Substituting the values,

\[\begin{split}P(B|H_1,H_2,H_3) &= \frac{0.8 \times \frac{64}{289}}{0.8 \times \frac{64}{289} + 0.5 \times (1 - \frac{64}{289})} \\ &= \frac{0.8 \times \frac{64}{289}}{0.8 \times \frac{64}{289} + 0.5 \times \frac{225}{289}} \\ &= \frac{512}{1637} \approx 0.313\end{split}\]

The pattern continues for subsequent flips. With each additional heads, we become more confident that we have the biased coin.

Summary of All 10 Updates

Below is a complete table of the posterior probability \(p_k=P(B\mid H_1,\dots,H_k)\) after each successive throw of heads. Values are rounded to three decimals.

Flip \(k\)

Posterior \(p_k\)

0 (prior)

0.100

1

0.151

2

0.221

3

0.313

4

0.421

5

0.538

6

0.651

7

0.749

8

0.827

9

0.884

10

0.924

Notice how evidence accumulates rapidly: after just five heads, the biased coin is already more likely than not, and by the tenth head, the posterior has climbed to about 0.924. If we had observed a tails at any point, our confidence would have decreased instead, since the biased coin is less likely to show tails than a fair coin.

The Convergence of Beliefs

An important property of Bayesian updating is that with sufficient evidence, the posterior probabilities tend to converge toward the truth, regardless of the initial prior (as long as the prior isn’t exactly 0 or 1, which would represent absolute certainty).

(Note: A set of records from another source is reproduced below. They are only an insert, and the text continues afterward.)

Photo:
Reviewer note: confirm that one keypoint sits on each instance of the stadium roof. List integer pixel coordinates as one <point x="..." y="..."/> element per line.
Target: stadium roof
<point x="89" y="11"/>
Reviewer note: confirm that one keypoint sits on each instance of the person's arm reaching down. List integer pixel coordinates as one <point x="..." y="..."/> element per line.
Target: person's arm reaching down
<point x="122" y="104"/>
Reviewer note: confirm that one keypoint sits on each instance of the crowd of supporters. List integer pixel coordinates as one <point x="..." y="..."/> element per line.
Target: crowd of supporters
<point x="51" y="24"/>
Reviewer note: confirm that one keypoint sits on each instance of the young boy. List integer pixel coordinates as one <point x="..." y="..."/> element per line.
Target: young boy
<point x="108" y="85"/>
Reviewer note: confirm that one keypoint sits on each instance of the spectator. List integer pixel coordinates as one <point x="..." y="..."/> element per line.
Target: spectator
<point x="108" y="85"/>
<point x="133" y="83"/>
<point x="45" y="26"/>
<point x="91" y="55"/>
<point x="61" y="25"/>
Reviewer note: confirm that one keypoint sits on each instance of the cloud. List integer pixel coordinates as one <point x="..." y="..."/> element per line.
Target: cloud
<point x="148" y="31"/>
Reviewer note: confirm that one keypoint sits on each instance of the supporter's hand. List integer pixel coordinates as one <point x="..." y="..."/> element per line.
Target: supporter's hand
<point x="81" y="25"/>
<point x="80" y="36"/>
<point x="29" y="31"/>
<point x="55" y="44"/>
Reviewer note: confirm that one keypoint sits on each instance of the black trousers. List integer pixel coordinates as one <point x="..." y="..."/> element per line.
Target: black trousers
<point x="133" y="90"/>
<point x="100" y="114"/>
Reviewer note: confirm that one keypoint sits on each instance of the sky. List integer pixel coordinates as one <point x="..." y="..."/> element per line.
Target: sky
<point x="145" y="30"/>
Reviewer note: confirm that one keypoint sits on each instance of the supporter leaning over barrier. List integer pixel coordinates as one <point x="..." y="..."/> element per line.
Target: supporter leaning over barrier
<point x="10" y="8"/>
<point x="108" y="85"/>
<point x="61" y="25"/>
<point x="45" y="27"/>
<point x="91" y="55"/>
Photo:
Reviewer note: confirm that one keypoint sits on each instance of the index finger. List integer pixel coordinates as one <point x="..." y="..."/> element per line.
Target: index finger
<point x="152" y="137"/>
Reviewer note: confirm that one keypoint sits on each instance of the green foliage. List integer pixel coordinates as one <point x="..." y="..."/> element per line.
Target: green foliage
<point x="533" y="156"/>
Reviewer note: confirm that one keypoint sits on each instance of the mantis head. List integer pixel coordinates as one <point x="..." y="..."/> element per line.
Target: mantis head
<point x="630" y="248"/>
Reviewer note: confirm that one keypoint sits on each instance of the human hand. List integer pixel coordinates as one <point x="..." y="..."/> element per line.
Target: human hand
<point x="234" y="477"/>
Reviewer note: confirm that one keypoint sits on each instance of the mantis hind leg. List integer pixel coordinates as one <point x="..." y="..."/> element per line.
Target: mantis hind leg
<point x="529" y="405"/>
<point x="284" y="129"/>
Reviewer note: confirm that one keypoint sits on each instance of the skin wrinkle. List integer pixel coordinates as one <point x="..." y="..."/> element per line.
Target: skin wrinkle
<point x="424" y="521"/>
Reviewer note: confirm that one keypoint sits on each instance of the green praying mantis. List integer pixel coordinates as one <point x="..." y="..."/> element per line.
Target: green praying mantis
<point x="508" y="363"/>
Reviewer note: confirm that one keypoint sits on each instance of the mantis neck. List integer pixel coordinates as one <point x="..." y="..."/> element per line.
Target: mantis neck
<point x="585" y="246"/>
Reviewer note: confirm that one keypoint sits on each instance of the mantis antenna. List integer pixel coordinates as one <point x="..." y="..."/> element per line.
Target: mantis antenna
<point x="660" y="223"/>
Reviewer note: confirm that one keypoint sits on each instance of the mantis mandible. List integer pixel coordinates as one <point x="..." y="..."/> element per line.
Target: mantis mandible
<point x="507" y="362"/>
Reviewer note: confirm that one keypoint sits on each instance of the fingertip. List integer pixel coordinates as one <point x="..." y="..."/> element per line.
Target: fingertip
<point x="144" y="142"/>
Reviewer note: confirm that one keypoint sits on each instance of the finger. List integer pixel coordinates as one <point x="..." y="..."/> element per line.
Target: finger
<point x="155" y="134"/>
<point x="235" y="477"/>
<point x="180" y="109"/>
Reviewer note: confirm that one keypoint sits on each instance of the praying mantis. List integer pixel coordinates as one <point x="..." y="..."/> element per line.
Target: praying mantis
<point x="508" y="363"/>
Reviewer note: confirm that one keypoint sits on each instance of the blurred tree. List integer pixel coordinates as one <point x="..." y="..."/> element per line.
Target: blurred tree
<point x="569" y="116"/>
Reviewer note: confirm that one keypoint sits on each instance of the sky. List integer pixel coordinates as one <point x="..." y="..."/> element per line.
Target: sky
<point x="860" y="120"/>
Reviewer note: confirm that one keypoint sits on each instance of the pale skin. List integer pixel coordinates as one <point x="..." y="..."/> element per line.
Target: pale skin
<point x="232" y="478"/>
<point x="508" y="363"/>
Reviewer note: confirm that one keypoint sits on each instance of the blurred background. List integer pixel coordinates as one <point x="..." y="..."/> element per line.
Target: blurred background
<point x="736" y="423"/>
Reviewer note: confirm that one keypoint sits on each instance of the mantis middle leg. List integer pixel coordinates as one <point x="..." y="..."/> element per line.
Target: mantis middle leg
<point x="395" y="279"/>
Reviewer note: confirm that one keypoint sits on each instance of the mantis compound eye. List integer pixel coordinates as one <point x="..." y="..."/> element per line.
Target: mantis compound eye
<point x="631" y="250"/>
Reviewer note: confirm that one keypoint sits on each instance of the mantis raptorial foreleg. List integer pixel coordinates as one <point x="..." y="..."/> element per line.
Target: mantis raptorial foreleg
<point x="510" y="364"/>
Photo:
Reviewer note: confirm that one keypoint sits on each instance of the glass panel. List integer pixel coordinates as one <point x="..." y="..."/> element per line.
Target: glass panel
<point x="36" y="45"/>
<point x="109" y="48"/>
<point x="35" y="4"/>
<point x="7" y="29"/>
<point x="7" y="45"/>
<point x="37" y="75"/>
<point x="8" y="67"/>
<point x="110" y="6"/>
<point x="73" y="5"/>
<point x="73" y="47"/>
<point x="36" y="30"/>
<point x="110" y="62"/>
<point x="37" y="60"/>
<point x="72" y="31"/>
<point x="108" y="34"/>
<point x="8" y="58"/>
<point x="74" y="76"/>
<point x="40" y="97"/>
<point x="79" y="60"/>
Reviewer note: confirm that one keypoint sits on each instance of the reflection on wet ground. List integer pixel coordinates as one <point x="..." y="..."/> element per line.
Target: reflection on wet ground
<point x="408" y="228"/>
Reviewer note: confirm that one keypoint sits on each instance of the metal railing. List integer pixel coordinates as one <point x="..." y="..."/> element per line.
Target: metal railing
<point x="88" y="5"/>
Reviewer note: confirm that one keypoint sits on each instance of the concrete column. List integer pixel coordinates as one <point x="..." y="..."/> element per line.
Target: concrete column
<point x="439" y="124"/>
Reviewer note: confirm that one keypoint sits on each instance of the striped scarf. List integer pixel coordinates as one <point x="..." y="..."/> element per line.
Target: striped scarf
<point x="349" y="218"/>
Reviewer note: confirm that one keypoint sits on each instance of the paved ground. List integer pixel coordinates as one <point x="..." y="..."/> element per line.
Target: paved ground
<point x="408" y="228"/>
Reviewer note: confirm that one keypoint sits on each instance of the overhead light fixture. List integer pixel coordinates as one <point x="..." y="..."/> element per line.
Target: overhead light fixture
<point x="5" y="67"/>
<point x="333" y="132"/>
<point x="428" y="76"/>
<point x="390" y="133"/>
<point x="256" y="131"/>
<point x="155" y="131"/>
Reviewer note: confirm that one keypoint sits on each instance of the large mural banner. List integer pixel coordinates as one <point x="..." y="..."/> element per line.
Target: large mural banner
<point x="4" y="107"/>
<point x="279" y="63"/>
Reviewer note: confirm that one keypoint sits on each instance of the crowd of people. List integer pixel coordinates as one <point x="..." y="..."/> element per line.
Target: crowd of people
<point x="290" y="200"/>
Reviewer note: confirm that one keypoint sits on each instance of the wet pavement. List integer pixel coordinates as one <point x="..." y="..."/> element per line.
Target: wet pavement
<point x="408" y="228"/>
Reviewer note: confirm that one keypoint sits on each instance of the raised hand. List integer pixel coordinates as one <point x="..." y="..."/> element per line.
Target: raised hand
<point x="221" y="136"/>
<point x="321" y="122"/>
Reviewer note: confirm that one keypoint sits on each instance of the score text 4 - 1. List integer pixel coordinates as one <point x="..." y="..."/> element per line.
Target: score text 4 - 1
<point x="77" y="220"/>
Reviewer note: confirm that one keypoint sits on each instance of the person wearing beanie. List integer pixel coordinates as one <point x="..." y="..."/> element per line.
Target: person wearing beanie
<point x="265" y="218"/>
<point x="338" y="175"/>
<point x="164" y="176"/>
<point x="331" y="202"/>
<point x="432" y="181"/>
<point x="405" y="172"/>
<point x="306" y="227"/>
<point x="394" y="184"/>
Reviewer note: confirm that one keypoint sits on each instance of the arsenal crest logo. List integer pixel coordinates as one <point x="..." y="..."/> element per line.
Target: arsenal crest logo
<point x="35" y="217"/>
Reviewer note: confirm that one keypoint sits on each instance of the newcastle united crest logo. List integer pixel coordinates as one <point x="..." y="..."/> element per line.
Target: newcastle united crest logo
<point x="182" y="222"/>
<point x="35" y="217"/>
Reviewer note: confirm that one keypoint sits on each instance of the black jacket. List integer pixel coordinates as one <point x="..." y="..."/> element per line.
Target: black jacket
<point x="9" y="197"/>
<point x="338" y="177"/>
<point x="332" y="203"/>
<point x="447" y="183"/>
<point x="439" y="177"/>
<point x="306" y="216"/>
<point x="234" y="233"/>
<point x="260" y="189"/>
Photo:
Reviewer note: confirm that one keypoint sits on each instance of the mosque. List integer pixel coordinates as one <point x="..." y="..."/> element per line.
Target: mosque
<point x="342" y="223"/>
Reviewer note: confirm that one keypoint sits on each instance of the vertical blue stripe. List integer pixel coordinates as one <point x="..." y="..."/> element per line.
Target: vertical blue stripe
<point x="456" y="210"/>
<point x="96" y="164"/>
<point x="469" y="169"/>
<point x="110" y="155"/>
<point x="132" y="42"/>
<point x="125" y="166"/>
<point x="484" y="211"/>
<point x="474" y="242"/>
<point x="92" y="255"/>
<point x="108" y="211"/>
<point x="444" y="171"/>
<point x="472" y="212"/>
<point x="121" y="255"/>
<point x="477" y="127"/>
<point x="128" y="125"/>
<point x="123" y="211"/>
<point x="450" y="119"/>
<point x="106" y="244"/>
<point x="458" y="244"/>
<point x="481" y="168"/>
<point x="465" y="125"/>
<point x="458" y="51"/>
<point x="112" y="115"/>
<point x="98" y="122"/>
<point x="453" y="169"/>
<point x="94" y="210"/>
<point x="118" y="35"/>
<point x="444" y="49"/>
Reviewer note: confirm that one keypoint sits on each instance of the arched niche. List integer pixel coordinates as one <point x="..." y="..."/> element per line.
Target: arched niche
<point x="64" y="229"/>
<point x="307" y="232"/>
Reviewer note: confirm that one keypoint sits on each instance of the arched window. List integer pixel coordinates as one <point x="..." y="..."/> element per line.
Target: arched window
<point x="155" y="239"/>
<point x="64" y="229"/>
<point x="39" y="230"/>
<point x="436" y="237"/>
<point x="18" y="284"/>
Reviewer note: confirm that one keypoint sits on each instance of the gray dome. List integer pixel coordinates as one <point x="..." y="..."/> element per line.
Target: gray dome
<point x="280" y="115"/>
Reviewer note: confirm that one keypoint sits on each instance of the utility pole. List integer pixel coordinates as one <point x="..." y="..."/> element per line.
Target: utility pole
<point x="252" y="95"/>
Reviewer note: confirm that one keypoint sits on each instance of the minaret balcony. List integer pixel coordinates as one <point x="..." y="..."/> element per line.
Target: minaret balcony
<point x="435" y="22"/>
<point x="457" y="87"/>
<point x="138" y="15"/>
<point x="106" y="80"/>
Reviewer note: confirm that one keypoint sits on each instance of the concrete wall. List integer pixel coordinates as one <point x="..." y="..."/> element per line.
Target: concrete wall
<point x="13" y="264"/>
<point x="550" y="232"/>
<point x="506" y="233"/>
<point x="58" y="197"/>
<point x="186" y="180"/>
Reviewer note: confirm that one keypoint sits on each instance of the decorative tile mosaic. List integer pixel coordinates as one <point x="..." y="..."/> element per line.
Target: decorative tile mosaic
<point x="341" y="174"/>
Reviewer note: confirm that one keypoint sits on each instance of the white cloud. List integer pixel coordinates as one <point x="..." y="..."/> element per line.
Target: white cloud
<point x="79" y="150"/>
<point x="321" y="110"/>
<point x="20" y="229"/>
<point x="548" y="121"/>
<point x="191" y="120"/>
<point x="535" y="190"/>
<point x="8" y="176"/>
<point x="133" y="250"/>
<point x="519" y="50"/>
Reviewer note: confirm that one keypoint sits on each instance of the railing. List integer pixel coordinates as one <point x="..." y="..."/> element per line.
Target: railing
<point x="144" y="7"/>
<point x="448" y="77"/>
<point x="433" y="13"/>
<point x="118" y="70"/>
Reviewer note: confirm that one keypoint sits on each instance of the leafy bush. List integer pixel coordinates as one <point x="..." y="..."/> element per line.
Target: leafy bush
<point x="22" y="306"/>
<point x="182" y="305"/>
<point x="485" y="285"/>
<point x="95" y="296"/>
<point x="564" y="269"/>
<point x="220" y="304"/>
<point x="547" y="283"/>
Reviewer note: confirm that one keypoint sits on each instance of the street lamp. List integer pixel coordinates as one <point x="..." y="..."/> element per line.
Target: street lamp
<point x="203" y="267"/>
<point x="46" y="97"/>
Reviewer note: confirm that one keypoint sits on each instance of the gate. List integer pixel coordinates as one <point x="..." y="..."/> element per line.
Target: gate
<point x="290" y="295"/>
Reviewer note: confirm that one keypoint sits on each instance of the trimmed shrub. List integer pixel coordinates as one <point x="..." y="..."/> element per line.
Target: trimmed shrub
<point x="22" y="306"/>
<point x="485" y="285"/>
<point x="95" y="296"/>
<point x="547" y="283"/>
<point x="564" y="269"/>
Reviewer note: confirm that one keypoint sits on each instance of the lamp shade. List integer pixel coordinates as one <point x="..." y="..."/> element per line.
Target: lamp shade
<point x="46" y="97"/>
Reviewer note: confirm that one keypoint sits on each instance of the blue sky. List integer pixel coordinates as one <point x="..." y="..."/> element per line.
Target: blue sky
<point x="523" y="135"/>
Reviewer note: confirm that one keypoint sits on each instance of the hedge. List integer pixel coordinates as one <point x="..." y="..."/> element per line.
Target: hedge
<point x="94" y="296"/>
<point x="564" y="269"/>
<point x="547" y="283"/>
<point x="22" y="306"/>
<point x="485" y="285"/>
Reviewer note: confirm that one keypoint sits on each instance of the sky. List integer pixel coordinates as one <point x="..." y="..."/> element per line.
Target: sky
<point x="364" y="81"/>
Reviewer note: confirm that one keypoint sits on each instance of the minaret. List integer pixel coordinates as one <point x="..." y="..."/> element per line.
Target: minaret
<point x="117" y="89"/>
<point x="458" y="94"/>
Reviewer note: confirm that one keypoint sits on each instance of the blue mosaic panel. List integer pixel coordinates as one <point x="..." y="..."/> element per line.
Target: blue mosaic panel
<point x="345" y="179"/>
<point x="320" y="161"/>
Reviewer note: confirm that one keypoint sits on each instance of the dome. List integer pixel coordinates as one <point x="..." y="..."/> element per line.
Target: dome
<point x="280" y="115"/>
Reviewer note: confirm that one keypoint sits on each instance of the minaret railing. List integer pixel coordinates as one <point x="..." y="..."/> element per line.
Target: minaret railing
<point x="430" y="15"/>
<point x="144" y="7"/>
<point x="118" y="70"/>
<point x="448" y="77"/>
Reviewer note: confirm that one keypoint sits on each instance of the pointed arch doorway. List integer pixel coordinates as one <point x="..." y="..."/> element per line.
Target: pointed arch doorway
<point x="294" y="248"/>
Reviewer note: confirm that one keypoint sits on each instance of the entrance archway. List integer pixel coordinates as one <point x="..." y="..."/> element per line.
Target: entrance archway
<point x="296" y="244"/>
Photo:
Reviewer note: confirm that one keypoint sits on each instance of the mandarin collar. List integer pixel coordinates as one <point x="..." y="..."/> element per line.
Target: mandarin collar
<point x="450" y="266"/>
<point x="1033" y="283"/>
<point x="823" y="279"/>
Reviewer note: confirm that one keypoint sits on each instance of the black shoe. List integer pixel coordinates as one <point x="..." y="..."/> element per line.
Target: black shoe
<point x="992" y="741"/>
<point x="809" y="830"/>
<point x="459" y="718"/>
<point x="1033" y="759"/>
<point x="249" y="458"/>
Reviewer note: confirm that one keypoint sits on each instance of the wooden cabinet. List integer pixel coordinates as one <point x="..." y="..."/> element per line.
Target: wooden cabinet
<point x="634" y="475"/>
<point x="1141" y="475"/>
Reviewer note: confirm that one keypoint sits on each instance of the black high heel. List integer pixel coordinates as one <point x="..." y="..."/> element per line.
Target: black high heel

This is why Bayesian methods are widely used in scientific and statistical reasoning— even if researchers begin with different prior beliefs, accumulating evidence will eventually lead them toward similar conclusions.

4.5.2. Comparison with One-Step Computation

We could have directly calculated the probability \(P(B|H_1,H_2,...,H_{10})\) by taking the following steps:

Step 1: Apply Bayes’ rule by treating the sequence of ten heads as a single event

\[P(B|H_1,H_2,...,H_{10}) = \frac{P(H_1,H_2,...,H_{10}|B) P(B)}{P(H_1,H_2,...,H_{10}|B) P(B) + P(H_1,H_2,...,H_{10}|B') P(B')}\]

Step 2: Compute the components

With independent flips,

\[P(H_1,H_2,...,H_{10}|B) = P(H_1|B) P(H_2|B) \times ... \times P(H_{10}|B) = (0.8)^{10}\]

And similarly,

\[P(H_1,H_2,...,H_{10}|B') = (0.5)^{10}\]

Step 3: Substitute

\[P(B|H_1,H_2,...,H_{10}) = \frac{(0.8)^{10} \times \frac{1}{10}}{(0.8)^{10} \times \frac{1}{10} + (0.5)^{10} \times \frac{9}{10}} \approx 0.924\]

This direct approach yields the same result as sequential updating. However, the sequential approach has a few advantages:

  1. It shows how our beliefs evolve with each new piece of evidence.

  2. It allows us to stop and make decisions at any point in the sequence.

  3. It more naturally accommodates scenarios where evidence arrives over time.

  4. It often involves simpler calculations at each step.

4.5.3. Bringing It All Together

Key Takeaways 📝

  1. Bayesian updating allows us to revise probability assessments sequentially as new evidence emerges.

  2. The posterior probability from one calculation becomes the prior probability for the next, creating a chain of updates.

  3. With sufficient evidence, probabilities tend to converge toward the truth regardless of initial priors (unless they’re 0 or 1).

  4. Sequential updating reflects how we naturally learn and revise our beliefs based on accumulated experience.

Exercises

  1. You have two bags of marbles. Bag A contains 3 red and 7 blue marbles. Bag B contains 8 red and 2 blue marbles. You select a bag at random (equal probability) and draw a marble that turns out to be red. What is the probability that you selected Bag B? If you replace the marble and draw again, getting another red marble, what is the updated probability?